It may be preferred to also substantially lower the pressure difference over the membrane at regular time intervals. During the time interval at which the pressure difference is lowered the pressure difference is preferably between 0 and 5 bar, more preferably below 1 bar and most preferably 0 bar. Because of this reduction in pressure difference haze compounds which may have attached to the membrane surface and which cause the feed flux to decrease are believed to re-entrain in the flow of retentate. After applying the original pressure difference it is observed that the feed flux is restored to its original level.

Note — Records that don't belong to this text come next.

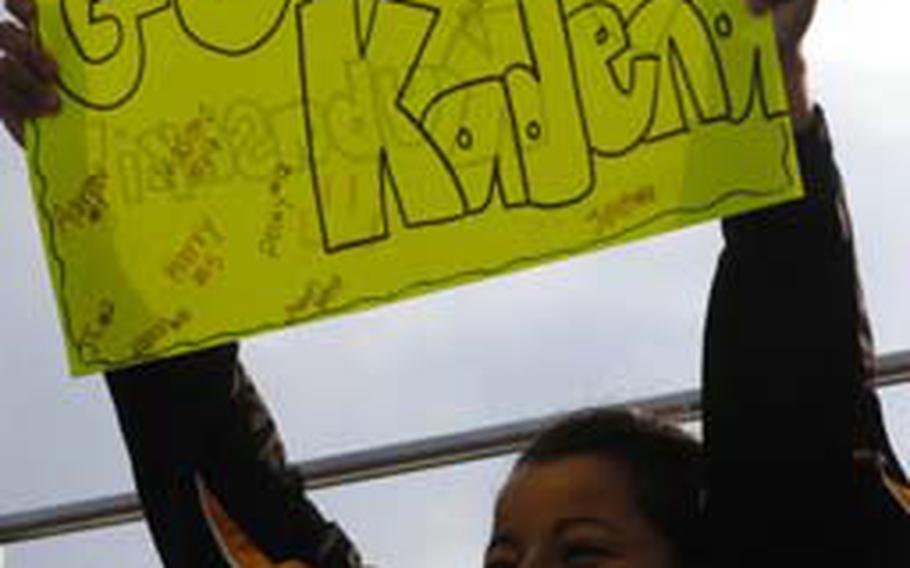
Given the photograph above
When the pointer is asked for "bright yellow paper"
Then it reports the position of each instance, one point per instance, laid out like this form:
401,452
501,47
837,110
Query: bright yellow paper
224,168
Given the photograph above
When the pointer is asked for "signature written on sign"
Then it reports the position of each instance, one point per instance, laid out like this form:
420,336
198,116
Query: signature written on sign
523,131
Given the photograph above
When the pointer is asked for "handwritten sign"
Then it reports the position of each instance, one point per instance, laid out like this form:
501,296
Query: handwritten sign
224,168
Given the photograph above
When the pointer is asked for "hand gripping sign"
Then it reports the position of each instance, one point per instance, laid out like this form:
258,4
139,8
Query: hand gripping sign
224,168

The pressure difference can be suitably achieved by operating pumping means upstream and/or downstream the membranes. In a preferred embodiment of the invention the lowering of the pressure at regular intervals is achieved by stopping the flow of contaminated hydrocarbon mixture to the membrane. This can be achieved by stopping the pumping means. Stopping and activating pumping means is not always desirable. In a situation wherein the pressure difference is achieved by at least an upstream pump it can be desirable to recycle the hydrocarbon mixture from a position between the operating pump and the membrane to a position upstream the operating pump without stopping the pump. In this manner the flow to the membrane can be temporarily discontinued while the pump can remain in its operating mode. Alternatively one upstream pumping means can provide a hydrocarbon mixture feed to more than one parallel operating membrane separator or one or more parallel operating groups of parallel operating membrane separators, each separator or group of separators provided with an individual valve to interrupt the feed to said separator or group of separators. By closing and opening in a sequential manner the separate valves the (groups of) membrane separators can be operated according

to the process of the present invention without having to stop the upstream pump.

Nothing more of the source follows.